Hi,
I am using samtools for variant calling. The issue I am having is that samtools mpileup seems to be taking a very long time. I am running samtools on a cluster and have a set how long samtool will run. The first time I tried this I gave it 7 days to run with 256 Gbs of RAM. The resulting file only had two chromosome of variant calling. I am working with about 40 samples and they range from 10-30 Gbs so I realize it will take some time. I am just worried I am doing something wrong here? I feel like it shouldn't take this long.
Here is the command I am using for samtool
samtools mpileup --redo-BAQ --min-BQ 30 --per-sample-mF -C 50 --output-tags DP,DV,DPR,INFO/DPR,DP4,SP -u -f refgenome.fa sample1.bam sample40.bam > allsample.bcf
What do you think?
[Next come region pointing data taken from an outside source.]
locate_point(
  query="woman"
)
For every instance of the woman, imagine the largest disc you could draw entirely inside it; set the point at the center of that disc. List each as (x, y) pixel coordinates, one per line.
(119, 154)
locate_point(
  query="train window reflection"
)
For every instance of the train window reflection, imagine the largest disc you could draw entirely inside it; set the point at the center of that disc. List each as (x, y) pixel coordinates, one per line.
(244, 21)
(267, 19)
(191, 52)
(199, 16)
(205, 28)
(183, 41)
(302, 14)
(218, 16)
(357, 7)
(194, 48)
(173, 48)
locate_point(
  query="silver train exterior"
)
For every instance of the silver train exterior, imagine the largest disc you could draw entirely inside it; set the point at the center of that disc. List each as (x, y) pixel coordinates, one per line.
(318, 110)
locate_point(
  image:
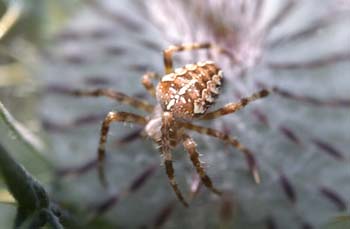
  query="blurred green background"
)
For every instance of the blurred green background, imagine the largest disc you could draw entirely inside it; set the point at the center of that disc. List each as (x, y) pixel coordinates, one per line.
(302, 150)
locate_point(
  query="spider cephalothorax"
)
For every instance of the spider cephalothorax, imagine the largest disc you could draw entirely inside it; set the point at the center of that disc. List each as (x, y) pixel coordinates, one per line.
(183, 95)
(189, 91)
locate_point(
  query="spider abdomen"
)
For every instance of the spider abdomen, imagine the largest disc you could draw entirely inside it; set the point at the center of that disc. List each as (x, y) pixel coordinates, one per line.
(189, 91)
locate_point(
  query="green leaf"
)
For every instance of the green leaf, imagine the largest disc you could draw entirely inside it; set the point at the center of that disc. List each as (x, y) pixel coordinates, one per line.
(26, 147)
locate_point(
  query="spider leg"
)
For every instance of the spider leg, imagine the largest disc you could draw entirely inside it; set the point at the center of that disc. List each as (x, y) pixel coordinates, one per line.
(230, 140)
(147, 82)
(233, 107)
(168, 53)
(190, 147)
(115, 95)
(112, 117)
(165, 143)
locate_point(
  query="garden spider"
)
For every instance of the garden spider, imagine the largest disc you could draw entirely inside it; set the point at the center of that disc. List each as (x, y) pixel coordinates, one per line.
(183, 95)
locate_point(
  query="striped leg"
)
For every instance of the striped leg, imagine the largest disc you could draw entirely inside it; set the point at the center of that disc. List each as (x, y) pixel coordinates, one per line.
(165, 143)
(113, 117)
(233, 107)
(230, 140)
(168, 53)
(115, 95)
(190, 147)
(147, 82)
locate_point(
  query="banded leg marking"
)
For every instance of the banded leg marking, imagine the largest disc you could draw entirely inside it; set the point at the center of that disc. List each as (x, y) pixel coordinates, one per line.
(233, 107)
(190, 147)
(250, 159)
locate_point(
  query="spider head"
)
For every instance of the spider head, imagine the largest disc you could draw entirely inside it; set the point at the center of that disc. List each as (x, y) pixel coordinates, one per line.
(189, 91)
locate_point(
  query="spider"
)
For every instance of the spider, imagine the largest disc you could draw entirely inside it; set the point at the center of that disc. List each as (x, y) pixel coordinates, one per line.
(183, 95)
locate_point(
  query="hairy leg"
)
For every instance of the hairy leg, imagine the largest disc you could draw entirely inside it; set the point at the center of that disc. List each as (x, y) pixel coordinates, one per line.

Any suggestion on how to speed this up? I am using -C 50 because I used bwa.
OP is using a cluster so starting parallel jobs (instead of
parallel
) would be the way to go (within bounds of allocated job slots). Assuming this is a high-performance compute cluster I/O should not be an issue.Requesting one node with, say 64 threads, I do not see any problem in using all the threads in one job with
-j 63
leaving one thread for parallel itself. Did that for dozens of jobs.I am not a parallel user so I will defer to you. Do you use a job scheduler and if so how does parallel interact with scheduler? Ultimately it is the scheduler that manages running jobs and I assume every job/process parallel spawns shows up with an individual PID. Admins frown on running jobs outside of scheduler in most places.
I see your point. I always book an entire node for these jobs, so it cannot interfere with other user's processes. probably the best would be to talk to OPs admin as you suggested above.
It is a high-performance compute cluster
You can run samtools on each chromosome all at once? This wont give you any issues?
GNU parallel doesn't seem to bad. Seems like a valid option.
Don't try that on your cluster without checking with cluster admins. More than one job trying to run on a core may cause unintended consequences for job scheduler (I assume you are using one).
Oh our lovely cluster admin. He is always so much fun to talk to :/
I will talk to him and see what he says. I think it will cause an issue. I guess I could just try just submitting jobs by chromosome? Maybe take a bit but none is really using our cluster since it's the summer here. Then just combine all the files into one VCF? Do you think that would work?